Tous deux âgés de 17 ans, Katarina David, originaire de Whitby en Ontario, et Drew Lyall de Kimberley en Colombie-Britannique, prennent part au programme d’immersion française Explore, au Collège de Sainte-Anne-de-la-Pocatière, aux côtés de 166 autres étudiants. De retour pour une deuxième année, ils ont accepté de témoigner de leur expérience au Placoteux. Veuillez noter que les deux étudiants sont de niveau intermédiaire avancé. Certaines réponses ont été reformulées dans un français familier, sans en abîmer l’idée de départ, afin de rendre la lecture du texte plus naturelle.
Pourquoi apprendre le français à La Pocatière?
K : Je cherchais une école d’immersion gratuite, car à certains endroits, un programme similaire peut coûter autour de 2000 $. (NDLR : Les étudiants d’Explore à La Pocatière sont des boursiers du Campus Saint-Jean de l’Université d’Alberta provenant de partout au Canada.) En cherchant, je suis tombé par hasard sur La Pocatière. C’était mon premier choix. Je voyais qu’il y avait un beau mariage entre les loisirs et l’apprentissage de la langue. Leur site web représente très bien la réalité.
D : Moi je voulais faire cela dans une petite ville, car je crois que l’apprentissage et l’encadrement y sont meilleurs. En même temps, je voulais être en contact avec la nature et La Pocatière me renvoyait une image familière avec sa montagne, même si elle n’est pas aussi grosse que celles qu’on a chez nous! (rires)
Mais il s’agit de votre deuxième immersion. Pourquoi être revenu ici?

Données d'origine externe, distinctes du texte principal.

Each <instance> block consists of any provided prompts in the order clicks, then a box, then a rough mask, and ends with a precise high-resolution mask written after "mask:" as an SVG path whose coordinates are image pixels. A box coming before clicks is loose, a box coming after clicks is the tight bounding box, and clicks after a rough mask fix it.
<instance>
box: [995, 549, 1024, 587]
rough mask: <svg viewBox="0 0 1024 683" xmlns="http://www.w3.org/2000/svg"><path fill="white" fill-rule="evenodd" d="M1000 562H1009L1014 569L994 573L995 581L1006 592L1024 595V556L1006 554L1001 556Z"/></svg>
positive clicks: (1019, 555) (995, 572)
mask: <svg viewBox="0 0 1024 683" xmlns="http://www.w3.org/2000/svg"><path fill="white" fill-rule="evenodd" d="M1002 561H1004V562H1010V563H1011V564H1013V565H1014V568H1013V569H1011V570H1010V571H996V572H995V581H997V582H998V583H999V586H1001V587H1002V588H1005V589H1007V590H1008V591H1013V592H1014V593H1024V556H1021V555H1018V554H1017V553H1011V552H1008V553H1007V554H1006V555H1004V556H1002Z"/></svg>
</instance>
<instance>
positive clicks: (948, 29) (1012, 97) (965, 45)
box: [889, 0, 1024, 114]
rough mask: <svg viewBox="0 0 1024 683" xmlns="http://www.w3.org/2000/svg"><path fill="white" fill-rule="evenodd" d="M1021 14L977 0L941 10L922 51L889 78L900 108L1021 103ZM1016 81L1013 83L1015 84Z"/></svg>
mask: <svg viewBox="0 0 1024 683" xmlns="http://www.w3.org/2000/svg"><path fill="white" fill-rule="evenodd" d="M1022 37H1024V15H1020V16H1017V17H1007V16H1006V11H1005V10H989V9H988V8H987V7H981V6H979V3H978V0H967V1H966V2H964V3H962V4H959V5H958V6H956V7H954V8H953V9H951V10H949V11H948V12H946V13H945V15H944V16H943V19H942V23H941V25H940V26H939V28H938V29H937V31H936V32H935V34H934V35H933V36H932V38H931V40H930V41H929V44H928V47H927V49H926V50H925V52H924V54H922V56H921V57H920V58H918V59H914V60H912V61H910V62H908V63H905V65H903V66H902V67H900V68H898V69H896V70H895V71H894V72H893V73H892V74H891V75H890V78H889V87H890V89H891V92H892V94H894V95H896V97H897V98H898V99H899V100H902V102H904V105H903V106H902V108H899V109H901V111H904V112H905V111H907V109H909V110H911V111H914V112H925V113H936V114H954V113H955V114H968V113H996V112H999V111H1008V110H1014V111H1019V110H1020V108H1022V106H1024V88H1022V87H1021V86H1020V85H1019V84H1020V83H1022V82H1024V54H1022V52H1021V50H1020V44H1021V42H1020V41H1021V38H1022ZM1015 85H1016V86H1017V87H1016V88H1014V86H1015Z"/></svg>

K : Au départ, je regardais pour d’autres endroits, mais on aurait dit que mon cœur était encore ici, à La Pocatière. En plus, j’entre à l’Université d’Ottawa à l’automne pour étudier le français, langue seconde. Je savais qu’en revenant ici, je ferais encore des progrès. (NDLR : Le programme d’immersion du Collège a été voté meilleur programme francophone Explore au Canada en 2014.)
D : Ici, je me sens chez moi. C’est familier, c’est agréable. L’an dernier, je ne parlais pas du tout français et j’ai fait des progrès considérables.
En tant que francophone, on a souvent de la difficulté à comprendre pourquoi les anglophones veulent apprendre notre langue, alors qu’elle n’est pourtant pas prédominante sur la planète. Alors, pourquoi vouloir apprendre le français?
K : C’est important de bien communiquer avec les autres. Apprendre une autre langue, c’est aussi la meilleure façon de comprendre une autre culture. En 2016, apprendre plusieurs langues, c’est s’ouvrir des portes partout au Canada et ailleurs dans le monde.
D : Quand on vit au Canada, je crois que c’est un devoir d’apprendre l’autre langue officielle. En plus, en apprenant le français, on a des avantages économiques certains si on veut travailler ailleurs au pays. En voyage, le contact sera aussi plus facile, que ce soit ici au Canada, ou en Europe.
Qu’est-ce que vous préférez du programme d’immersion à La Pocatière?
K : L’amitié, la camaraderie entre les participants. Plusieurs d’entre nous sont restés en contact après l’an dernier. J’apprécie aussi les cours et les activités. Tout cela ensemble, c’est des souvenirs forts agréables.
D : J’aime la coopération entre nous et l’horaire. Parce qu’il est chargé, les opportunités de parler sont nombreuses.
Quels sont les objectifs que vous vous êtes fixés dans votre apprentissage, cette année?
K : J’espère m’exprimer mieux que maintenant. J’aimerais être plus claire, plus fluide et avoir un vocabulaire encore plus riche.
D : Déjà l’an dernier, je me suis beaucoup amélioré. J’aimerais progresser tout autant cette année. À tout le moins, d’ici la fin de l’été, je vise moins penser en anglais avant de m’exprimer. Ça serait bien.